Saturday 20 November 2010

beyond thunderdome

Der Spiegel, via thelocal, reports on a tip from a would-be defector that warns of a Mumbai-style terror attack on the German Reichstag to be carried out in the Spring. Since when is kicking it Bombay style a way to talk about stratagems, as if it were comparable to ร  la russe or Stockholm Syndrome, because as dreadfully effective and tragic as it was for the city of Mumbai, storming Parliament and running amok is on a different level. It is just tacky shorthand.

Given the calm and collected reactions of the Ministry of the Interior, taking these developments in stride, I feel confident that with this warning and insight, the public will be kept safe—though Germany’s quitting Afghanistan altogether would probably be a cheaper and more expedient way to curb terror threats. One other item about this tip that seems suspect, however, is the speed with which authorities leaked this to the press and how quickly the news filters to the public forum. Transparency and disclosure are very important and ought to be expected, but maybe this threat, source and intelligence was too quickly put up for speculation and argument, even without all the details.
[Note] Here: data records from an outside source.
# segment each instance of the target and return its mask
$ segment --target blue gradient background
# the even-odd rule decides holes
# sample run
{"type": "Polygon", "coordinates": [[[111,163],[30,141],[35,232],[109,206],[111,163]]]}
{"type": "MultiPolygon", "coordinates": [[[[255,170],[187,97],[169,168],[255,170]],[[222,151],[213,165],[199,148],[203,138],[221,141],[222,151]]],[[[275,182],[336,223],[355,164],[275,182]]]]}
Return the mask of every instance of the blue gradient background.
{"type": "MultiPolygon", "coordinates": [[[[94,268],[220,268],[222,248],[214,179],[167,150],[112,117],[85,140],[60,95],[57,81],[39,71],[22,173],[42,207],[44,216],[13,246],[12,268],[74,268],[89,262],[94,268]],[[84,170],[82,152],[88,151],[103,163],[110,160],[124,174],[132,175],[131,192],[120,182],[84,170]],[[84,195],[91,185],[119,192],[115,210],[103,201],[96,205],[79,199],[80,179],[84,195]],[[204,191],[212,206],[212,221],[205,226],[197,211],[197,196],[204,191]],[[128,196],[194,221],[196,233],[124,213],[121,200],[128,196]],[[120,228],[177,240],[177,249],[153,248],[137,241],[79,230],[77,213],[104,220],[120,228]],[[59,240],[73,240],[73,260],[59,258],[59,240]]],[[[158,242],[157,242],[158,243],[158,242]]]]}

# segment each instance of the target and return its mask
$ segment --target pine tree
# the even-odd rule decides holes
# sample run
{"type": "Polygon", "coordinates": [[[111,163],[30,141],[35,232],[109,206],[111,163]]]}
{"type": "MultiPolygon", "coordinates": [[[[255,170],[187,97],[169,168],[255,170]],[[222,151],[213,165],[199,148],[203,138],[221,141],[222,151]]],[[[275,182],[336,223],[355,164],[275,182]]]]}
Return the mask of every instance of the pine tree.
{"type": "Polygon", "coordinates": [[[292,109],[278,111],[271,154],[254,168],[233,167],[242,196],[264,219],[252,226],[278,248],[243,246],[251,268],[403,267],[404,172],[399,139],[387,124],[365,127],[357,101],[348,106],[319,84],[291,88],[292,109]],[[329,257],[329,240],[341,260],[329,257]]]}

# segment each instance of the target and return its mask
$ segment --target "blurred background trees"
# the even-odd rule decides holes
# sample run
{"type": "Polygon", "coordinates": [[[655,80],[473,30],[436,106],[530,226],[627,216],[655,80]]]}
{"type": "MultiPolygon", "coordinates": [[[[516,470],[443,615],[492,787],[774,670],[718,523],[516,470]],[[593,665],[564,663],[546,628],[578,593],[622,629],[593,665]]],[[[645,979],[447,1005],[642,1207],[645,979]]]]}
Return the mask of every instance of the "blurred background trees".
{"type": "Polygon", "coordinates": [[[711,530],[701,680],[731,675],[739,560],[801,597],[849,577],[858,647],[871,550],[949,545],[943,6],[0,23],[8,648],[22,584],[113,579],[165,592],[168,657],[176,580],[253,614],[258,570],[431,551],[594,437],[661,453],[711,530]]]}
That the luggage bomb couriered from Windhoek to Germany turned out to be a security test, a dummy, which no one is taking credit for planting, would also make me a little wary of tipsters and possible self-fulfilling prophets of gloom. When the news broke, before it was discovered that the suitcase was a tester model, I tried to fill in the blanks, remembering that Namibia is a former German colony, but now the country is a bit upset over the bad, and misdirected, publicity. Much of the war against Iraq and the regime of Saddam Hussein was prosecuted on the testimony of exiles, some of whom were later shown to have more complicated agendas and motives, but despite purity of evidence, it was taken as such because that was what the defenders wanted to hear. The exiles were very obliging.